Post-Quantum Lightweight Encryption Algorithm for Internet of Things Devices

Abstract

The increasing use of Internet of Things (IoT) devices in various applications has led to a growing concern about their security. Many IoT devices have limited resources such as processing power, memory, and energy, which makes them vulnerable to attacks. Encryption is a fundamental security mechanism that can be used to protect data in transit and at rest. However, traditional encryption algorithms are often too complex and resource-intensive for IoT devices. In this paper, we propose a lightweight encryption algorithm for IoT devices that is designed to provide a balance between security and resource efficiency. The Sym-BRLE (Binary Ring-Learning encryption) algorithm, based on the binary ring-learning with an error's encryption algorithm, has been proposed to improve random number selection and polynomial multiplication calculations to meet IoT communication requirements.
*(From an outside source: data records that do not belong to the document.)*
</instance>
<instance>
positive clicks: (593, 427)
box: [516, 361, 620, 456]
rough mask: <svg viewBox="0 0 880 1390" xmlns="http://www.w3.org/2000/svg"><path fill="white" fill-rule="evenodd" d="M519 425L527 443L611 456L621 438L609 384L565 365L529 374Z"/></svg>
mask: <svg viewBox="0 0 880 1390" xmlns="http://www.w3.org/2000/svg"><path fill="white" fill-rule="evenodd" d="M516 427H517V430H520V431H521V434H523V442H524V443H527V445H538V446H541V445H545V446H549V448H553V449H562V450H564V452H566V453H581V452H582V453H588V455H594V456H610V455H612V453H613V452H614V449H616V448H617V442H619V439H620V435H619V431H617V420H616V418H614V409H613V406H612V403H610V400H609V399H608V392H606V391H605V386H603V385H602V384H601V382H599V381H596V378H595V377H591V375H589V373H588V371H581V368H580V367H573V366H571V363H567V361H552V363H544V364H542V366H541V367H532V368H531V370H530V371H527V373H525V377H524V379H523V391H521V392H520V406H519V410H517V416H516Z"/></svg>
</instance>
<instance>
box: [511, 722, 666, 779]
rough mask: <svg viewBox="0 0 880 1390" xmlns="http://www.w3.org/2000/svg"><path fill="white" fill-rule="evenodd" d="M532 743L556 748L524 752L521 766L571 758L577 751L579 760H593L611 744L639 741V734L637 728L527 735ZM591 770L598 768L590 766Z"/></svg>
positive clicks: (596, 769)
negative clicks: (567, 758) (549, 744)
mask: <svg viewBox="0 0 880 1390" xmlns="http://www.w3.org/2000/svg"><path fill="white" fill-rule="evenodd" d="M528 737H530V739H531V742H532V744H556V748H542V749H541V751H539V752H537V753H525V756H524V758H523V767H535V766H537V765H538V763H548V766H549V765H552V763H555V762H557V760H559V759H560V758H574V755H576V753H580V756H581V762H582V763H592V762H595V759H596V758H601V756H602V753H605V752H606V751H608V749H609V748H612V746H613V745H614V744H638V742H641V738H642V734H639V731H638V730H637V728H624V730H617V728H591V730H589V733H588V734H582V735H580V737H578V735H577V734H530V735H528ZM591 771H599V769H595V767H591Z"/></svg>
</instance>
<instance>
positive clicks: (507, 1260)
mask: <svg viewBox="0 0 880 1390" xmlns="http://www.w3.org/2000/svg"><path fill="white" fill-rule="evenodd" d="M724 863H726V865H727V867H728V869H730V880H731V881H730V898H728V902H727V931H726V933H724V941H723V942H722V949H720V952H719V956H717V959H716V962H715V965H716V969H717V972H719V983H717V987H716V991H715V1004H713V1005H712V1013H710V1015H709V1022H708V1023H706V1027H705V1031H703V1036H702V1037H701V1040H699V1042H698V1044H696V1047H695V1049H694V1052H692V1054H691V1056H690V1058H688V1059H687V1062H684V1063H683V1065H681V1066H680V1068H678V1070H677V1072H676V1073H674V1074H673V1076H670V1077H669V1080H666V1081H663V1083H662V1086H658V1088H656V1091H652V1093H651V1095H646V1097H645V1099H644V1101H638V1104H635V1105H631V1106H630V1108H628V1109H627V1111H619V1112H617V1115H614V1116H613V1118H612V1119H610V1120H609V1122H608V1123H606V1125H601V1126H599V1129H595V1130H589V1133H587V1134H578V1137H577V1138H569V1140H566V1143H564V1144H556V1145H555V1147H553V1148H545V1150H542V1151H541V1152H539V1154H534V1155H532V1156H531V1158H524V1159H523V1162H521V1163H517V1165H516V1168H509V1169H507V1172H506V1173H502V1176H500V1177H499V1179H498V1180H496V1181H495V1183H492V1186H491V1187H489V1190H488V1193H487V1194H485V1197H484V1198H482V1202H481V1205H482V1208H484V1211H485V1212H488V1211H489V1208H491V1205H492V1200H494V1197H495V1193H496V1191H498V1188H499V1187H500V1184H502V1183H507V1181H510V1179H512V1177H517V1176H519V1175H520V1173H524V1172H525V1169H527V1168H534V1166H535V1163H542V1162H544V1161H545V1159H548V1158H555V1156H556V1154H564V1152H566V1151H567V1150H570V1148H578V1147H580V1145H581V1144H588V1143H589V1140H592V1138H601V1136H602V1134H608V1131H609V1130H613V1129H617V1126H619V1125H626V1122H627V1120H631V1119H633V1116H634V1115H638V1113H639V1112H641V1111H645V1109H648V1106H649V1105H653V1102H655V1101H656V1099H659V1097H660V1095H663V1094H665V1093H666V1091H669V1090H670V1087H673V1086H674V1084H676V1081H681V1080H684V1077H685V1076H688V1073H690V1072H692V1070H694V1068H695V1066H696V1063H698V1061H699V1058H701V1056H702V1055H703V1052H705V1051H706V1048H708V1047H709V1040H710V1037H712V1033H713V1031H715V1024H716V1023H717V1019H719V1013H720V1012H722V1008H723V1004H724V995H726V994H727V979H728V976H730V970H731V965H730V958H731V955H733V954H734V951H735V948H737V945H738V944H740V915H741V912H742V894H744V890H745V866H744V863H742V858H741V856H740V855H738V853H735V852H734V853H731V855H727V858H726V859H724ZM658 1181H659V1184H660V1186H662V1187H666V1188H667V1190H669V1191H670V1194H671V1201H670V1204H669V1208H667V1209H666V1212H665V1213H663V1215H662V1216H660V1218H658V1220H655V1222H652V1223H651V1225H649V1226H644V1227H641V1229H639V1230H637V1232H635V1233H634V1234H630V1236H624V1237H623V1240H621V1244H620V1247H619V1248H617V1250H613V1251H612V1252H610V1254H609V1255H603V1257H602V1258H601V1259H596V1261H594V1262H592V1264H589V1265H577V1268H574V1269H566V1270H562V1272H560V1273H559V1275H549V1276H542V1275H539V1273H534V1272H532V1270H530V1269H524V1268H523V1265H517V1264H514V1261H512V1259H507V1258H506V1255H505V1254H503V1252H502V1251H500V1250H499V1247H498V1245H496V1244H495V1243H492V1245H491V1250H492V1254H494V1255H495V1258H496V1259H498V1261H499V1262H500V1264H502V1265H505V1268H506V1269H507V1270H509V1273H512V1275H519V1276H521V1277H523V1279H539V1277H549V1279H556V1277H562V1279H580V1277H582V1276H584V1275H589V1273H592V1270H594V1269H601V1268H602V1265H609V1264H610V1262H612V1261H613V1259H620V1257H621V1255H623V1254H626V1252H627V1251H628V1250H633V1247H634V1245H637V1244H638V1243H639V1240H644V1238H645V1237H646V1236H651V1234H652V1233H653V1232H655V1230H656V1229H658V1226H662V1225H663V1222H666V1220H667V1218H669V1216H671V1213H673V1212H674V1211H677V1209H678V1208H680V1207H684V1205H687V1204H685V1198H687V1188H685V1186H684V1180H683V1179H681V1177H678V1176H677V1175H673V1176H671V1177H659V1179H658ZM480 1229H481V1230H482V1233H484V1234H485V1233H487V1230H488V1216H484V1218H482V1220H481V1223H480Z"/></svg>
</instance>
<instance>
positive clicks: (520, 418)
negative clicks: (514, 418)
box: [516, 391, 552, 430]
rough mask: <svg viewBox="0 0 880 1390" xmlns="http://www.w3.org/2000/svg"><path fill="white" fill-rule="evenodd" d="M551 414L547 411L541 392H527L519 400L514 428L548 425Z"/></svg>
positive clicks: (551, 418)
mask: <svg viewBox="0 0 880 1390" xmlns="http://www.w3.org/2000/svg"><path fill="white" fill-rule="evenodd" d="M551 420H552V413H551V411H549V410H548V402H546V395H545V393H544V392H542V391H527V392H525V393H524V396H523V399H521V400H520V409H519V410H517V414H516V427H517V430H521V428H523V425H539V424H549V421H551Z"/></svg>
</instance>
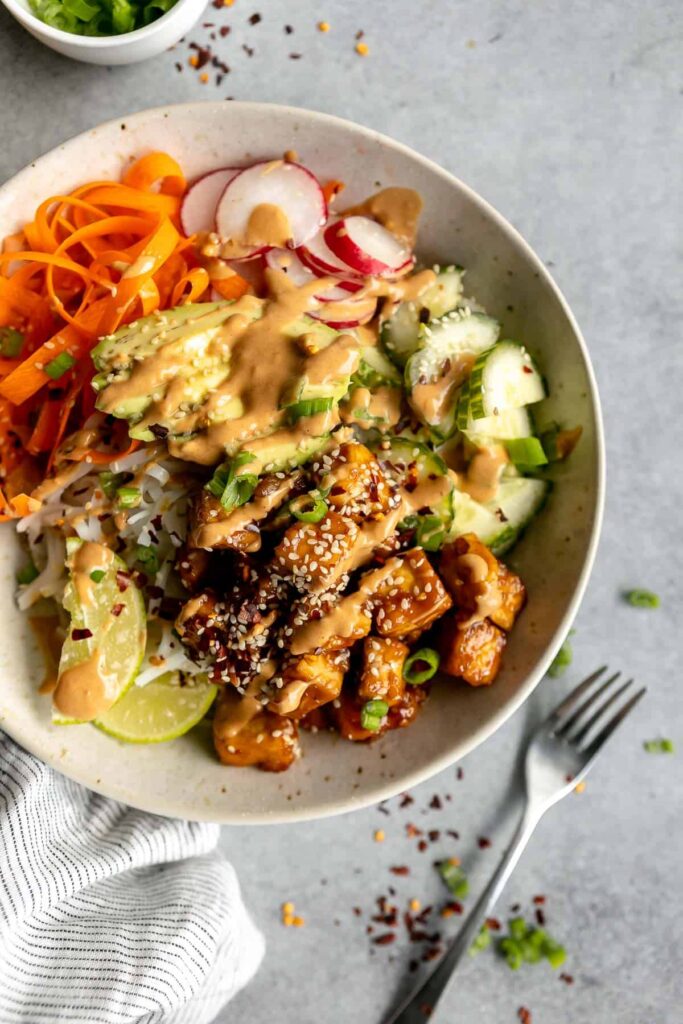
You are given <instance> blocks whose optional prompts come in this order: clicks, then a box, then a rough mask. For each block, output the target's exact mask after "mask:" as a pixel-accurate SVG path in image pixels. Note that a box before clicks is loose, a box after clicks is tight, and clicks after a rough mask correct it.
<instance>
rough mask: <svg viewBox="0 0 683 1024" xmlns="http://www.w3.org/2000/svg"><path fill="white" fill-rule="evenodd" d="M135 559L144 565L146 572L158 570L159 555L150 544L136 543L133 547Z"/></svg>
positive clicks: (158, 565)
In addition, the algorithm adds encryption security measures to achieve high security and efficiency for lightweight IoT devices. The Sym-BRLE algorithm has high communication efficiency and a small key size, and it can reduce total encryption time by 30% to 40% compared to other BRLE-based encryption algorithms. In addition, security analysis shows that Sym- BRLE can resist grid attacks, timing attacks, simple energy, and differential energy analyses.